Il fatto che ci invadano pubblicità sempre più invasive, mirate, targettizzate ai nostri gusti non dipende dalla capacità divinatoria delle macchine, ma dal fatto che stiamo vendendo a queste multinazionali “pezzi” della nostra vita. L’idea di un futuro digitale tutto rosa e fiori ha un prezzo sociale altissimo: passa dalla schedatura delle persone attraverso le loro operazioni on-line e sui dispositivi, considerandole non come individui ma aggregati di dati da spremere per ricavarne denaro. I dati che produciamo sono manodopera e hanno un valore che non viene riconosciuto dalle aziende di cui sopra.

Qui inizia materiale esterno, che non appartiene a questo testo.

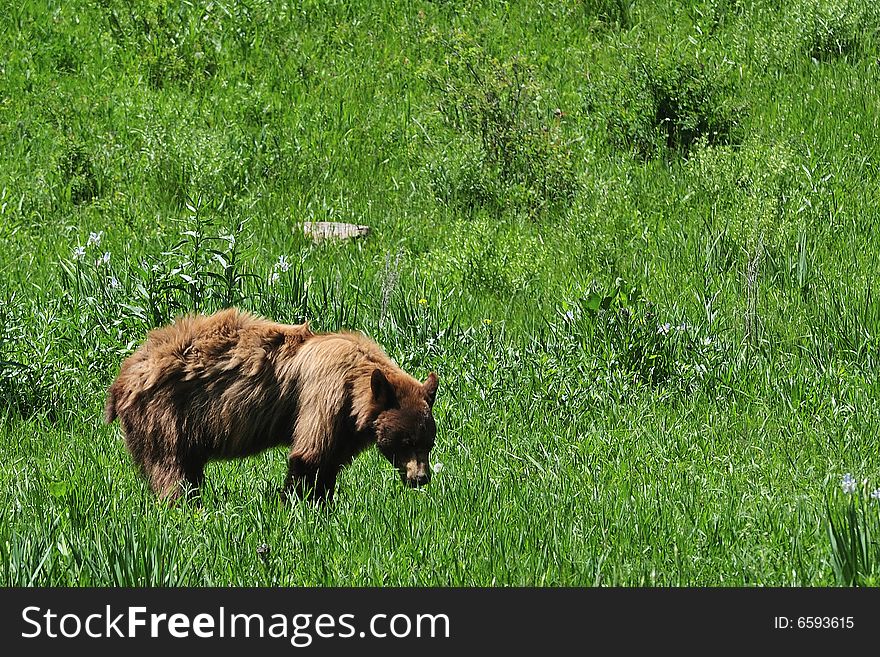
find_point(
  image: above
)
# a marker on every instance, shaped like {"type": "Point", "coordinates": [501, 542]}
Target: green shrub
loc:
{"type": "Point", "coordinates": [507, 148]}
{"type": "Point", "coordinates": [659, 106]}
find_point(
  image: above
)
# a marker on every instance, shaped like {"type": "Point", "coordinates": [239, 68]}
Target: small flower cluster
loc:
{"type": "Point", "coordinates": [848, 484]}
{"type": "Point", "coordinates": [101, 261]}
{"type": "Point", "coordinates": [79, 252]}
{"type": "Point", "coordinates": [283, 265]}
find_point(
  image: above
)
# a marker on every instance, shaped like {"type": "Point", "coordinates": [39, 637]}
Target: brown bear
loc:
{"type": "Point", "coordinates": [233, 384]}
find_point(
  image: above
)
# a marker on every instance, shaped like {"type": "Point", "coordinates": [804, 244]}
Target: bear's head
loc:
{"type": "Point", "coordinates": [405, 428]}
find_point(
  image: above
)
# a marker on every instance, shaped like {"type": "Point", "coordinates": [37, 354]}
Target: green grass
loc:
{"type": "Point", "coordinates": [548, 187]}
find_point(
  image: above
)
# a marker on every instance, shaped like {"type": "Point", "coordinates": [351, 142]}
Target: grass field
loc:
{"type": "Point", "coordinates": [638, 242]}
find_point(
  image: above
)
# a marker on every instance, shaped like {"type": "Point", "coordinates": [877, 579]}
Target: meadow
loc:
{"type": "Point", "coordinates": [637, 241]}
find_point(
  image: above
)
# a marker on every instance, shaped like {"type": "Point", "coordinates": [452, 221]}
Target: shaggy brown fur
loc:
{"type": "Point", "coordinates": [232, 384]}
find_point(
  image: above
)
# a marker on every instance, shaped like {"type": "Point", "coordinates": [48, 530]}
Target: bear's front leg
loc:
{"type": "Point", "coordinates": [309, 481]}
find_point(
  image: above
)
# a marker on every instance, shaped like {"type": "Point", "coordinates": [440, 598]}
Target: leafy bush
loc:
{"type": "Point", "coordinates": [176, 42]}
{"type": "Point", "coordinates": [508, 148]}
{"type": "Point", "coordinates": [660, 106]}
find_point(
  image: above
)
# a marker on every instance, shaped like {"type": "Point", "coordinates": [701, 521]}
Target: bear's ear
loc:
{"type": "Point", "coordinates": [383, 391]}
{"type": "Point", "coordinates": [430, 388]}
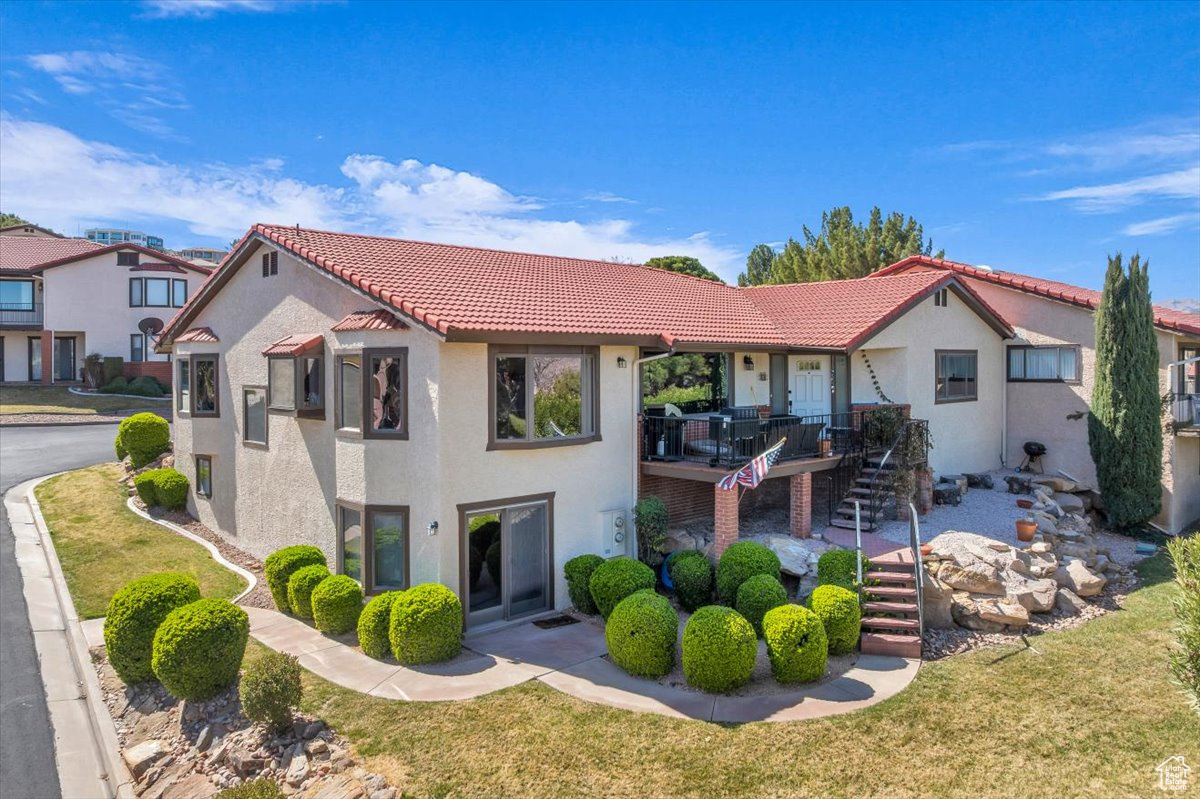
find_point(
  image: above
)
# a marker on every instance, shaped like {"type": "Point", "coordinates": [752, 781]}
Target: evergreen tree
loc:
{"type": "Point", "coordinates": [1123, 428]}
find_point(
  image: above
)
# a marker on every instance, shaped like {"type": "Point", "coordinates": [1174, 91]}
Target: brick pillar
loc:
{"type": "Point", "coordinates": [725, 518]}
{"type": "Point", "coordinates": [802, 504]}
{"type": "Point", "coordinates": [47, 356]}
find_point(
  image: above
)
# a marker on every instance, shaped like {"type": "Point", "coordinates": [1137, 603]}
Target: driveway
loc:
{"type": "Point", "coordinates": [27, 742]}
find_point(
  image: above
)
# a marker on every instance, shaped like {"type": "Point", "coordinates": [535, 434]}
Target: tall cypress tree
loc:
{"type": "Point", "coordinates": [1123, 428]}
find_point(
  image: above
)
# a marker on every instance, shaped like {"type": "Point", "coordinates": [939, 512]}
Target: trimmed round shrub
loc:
{"type": "Point", "coordinates": [617, 578]}
{"type": "Point", "coordinates": [796, 643]}
{"type": "Point", "coordinates": [641, 634]}
{"type": "Point", "coordinates": [280, 566]}
{"type": "Point", "coordinates": [579, 576]}
{"type": "Point", "coordinates": [738, 564]}
{"type": "Point", "coordinates": [133, 617]}
{"type": "Point", "coordinates": [757, 595]}
{"type": "Point", "coordinates": [143, 437]}
{"type": "Point", "coordinates": [426, 624]}
{"type": "Point", "coordinates": [198, 648]}
{"type": "Point", "coordinates": [375, 623]}
{"type": "Point", "coordinates": [693, 577]}
{"type": "Point", "coordinates": [841, 616]}
{"type": "Point", "coordinates": [300, 586]}
{"type": "Point", "coordinates": [719, 649]}
{"type": "Point", "coordinates": [837, 568]}
{"type": "Point", "coordinates": [336, 604]}
{"type": "Point", "coordinates": [270, 690]}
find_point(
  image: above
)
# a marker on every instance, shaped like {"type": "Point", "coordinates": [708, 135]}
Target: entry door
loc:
{"type": "Point", "coordinates": [810, 388]}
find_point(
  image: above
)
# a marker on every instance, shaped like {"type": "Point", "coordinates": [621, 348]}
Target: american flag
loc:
{"type": "Point", "coordinates": [755, 472]}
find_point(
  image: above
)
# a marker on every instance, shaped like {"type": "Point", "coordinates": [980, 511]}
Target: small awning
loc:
{"type": "Point", "coordinates": [295, 346]}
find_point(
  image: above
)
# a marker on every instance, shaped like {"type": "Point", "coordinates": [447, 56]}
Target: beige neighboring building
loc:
{"type": "Point", "coordinates": [63, 299]}
{"type": "Point", "coordinates": [1050, 367]}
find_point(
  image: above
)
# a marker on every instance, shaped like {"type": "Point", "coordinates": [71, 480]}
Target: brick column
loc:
{"type": "Point", "coordinates": [47, 356]}
{"type": "Point", "coordinates": [801, 490]}
{"type": "Point", "coordinates": [725, 520]}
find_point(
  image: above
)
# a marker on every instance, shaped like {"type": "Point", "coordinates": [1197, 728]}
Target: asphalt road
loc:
{"type": "Point", "coordinates": [27, 742]}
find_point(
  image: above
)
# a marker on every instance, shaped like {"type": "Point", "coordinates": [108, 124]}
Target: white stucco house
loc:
{"type": "Point", "coordinates": [63, 299]}
{"type": "Point", "coordinates": [375, 396]}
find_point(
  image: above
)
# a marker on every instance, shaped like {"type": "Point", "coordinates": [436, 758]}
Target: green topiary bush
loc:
{"type": "Point", "coordinates": [300, 586]}
{"type": "Point", "coordinates": [693, 577]}
{"type": "Point", "coordinates": [579, 576]}
{"type": "Point", "coordinates": [757, 595]}
{"type": "Point", "coordinates": [738, 564]}
{"type": "Point", "coordinates": [133, 617]}
{"type": "Point", "coordinates": [719, 649]}
{"type": "Point", "coordinates": [841, 616]}
{"type": "Point", "coordinates": [336, 604]}
{"type": "Point", "coordinates": [375, 624]}
{"type": "Point", "coordinates": [796, 643]}
{"type": "Point", "coordinates": [270, 690]}
{"type": "Point", "coordinates": [426, 624]}
{"type": "Point", "coordinates": [641, 634]}
{"type": "Point", "coordinates": [198, 648]}
{"type": "Point", "coordinates": [143, 437]}
{"type": "Point", "coordinates": [282, 563]}
{"type": "Point", "coordinates": [617, 578]}
{"type": "Point", "coordinates": [837, 568]}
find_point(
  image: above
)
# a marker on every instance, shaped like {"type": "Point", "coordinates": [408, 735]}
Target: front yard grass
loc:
{"type": "Point", "coordinates": [102, 544]}
{"type": "Point", "coordinates": [1089, 716]}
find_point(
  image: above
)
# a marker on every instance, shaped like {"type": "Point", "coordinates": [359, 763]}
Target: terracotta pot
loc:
{"type": "Point", "coordinates": [1025, 529]}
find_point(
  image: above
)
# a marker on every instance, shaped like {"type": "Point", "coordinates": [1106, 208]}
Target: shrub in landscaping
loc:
{"type": "Point", "coordinates": [617, 578]}
{"type": "Point", "coordinates": [133, 617]}
{"type": "Point", "coordinates": [143, 437]}
{"type": "Point", "coordinates": [757, 595]}
{"type": "Point", "coordinates": [282, 563]}
{"type": "Point", "coordinates": [300, 587]}
{"type": "Point", "coordinates": [837, 568]}
{"type": "Point", "coordinates": [579, 577]}
{"type": "Point", "coordinates": [198, 648]}
{"type": "Point", "coordinates": [426, 624]}
{"type": "Point", "coordinates": [336, 604]}
{"type": "Point", "coordinates": [375, 623]}
{"type": "Point", "coordinates": [738, 564]}
{"type": "Point", "coordinates": [693, 578]}
{"type": "Point", "coordinates": [641, 634]}
{"type": "Point", "coordinates": [796, 643]}
{"type": "Point", "coordinates": [270, 690]}
{"type": "Point", "coordinates": [719, 649]}
{"type": "Point", "coordinates": [841, 616]}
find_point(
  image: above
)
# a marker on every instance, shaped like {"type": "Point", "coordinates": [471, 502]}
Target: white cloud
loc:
{"type": "Point", "coordinates": [65, 181]}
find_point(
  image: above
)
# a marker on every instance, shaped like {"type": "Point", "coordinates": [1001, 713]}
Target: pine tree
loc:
{"type": "Point", "coordinates": [1123, 428]}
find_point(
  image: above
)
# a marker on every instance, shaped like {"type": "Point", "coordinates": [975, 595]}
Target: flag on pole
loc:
{"type": "Point", "coordinates": [755, 472]}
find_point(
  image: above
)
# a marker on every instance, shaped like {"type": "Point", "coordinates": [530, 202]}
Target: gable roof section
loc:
{"type": "Point", "coordinates": [24, 253]}
{"type": "Point", "coordinates": [1165, 318]}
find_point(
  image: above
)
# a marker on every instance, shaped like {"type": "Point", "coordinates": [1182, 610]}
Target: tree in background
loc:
{"type": "Point", "coordinates": [684, 265]}
{"type": "Point", "coordinates": [841, 250]}
{"type": "Point", "coordinates": [1123, 428]}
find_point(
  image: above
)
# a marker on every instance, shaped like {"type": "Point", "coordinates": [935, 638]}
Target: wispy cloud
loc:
{"type": "Point", "coordinates": [63, 180]}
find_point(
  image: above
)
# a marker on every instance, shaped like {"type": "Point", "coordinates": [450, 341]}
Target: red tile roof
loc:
{"type": "Point", "coordinates": [378, 319]}
{"type": "Point", "coordinates": [1167, 318]}
{"type": "Point", "coordinates": [23, 253]}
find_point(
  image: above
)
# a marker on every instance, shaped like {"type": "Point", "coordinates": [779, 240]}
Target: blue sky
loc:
{"type": "Point", "coordinates": [1033, 137]}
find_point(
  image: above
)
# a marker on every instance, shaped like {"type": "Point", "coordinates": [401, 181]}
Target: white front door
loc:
{"type": "Point", "coordinates": [810, 388]}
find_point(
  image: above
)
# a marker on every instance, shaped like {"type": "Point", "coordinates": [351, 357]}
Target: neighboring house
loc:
{"type": "Point", "coordinates": [1050, 368]}
{"type": "Point", "coordinates": [63, 299]}
{"type": "Point", "coordinates": [375, 396]}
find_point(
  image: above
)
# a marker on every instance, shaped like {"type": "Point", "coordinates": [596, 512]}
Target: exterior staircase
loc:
{"type": "Point", "coordinates": [891, 612]}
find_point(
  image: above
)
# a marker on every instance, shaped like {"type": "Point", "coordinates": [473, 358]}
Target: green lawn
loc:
{"type": "Point", "coordinates": [102, 544]}
{"type": "Point", "coordinates": [57, 400]}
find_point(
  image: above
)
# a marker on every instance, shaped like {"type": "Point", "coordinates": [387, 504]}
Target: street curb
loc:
{"type": "Point", "coordinates": [118, 779]}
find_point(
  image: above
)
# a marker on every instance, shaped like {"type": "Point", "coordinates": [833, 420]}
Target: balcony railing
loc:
{"type": "Point", "coordinates": [21, 314]}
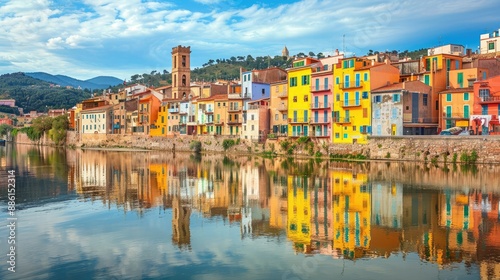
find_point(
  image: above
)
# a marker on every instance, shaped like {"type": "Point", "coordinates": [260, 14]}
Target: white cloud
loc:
{"type": "Point", "coordinates": [96, 27]}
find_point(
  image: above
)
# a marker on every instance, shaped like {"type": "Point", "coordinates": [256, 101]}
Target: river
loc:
{"type": "Point", "coordinates": [95, 214]}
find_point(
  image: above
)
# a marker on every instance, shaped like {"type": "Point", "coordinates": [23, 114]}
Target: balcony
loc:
{"type": "Point", "coordinates": [351, 84]}
{"type": "Point", "coordinates": [319, 120]}
{"type": "Point", "coordinates": [320, 88]}
{"type": "Point", "coordinates": [283, 107]}
{"type": "Point", "coordinates": [234, 122]}
{"type": "Point", "coordinates": [298, 120]}
{"type": "Point", "coordinates": [218, 122]}
{"type": "Point", "coordinates": [351, 103]}
{"type": "Point", "coordinates": [320, 105]}
{"type": "Point", "coordinates": [342, 120]}
{"type": "Point", "coordinates": [233, 109]}
{"type": "Point", "coordinates": [283, 94]}
{"type": "Point", "coordinates": [489, 99]}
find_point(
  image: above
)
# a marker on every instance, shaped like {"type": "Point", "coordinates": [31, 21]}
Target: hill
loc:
{"type": "Point", "coordinates": [34, 94]}
{"type": "Point", "coordinates": [100, 82]}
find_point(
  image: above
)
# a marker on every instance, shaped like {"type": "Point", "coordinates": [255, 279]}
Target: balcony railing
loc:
{"type": "Point", "coordinates": [320, 105]}
{"type": "Point", "coordinates": [342, 120]}
{"type": "Point", "coordinates": [319, 120]}
{"type": "Point", "coordinates": [298, 120]}
{"type": "Point", "coordinates": [283, 93]}
{"type": "Point", "coordinates": [489, 99]}
{"type": "Point", "coordinates": [351, 84]}
{"type": "Point", "coordinates": [350, 103]}
{"type": "Point", "coordinates": [321, 87]}
{"type": "Point", "coordinates": [234, 109]}
{"type": "Point", "coordinates": [283, 107]}
{"type": "Point", "coordinates": [233, 122]}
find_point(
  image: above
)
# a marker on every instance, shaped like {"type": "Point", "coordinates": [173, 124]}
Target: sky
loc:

Il comportamento di queste aziende, inoltre, è sleale perché occulto: avete mai provato a leggere i termini di sottoscrizione a Whatsapp? Ma chi le legge 30 pagine di informativa sulla “privacy”? L’uso di un linguaggio vago, avvocatesco, é vantaggioso sempre e comunque per coloro che di fatto sono, cioé diventano, con un nostro semplice click, i proprietari delle suddette informazioni. Una macchina che favoriamo e supportiamo con la nostra disattenzione e inconsapevolezza, “accettando le condizioni” di un patto demoniaco con “fornitori di servizi”.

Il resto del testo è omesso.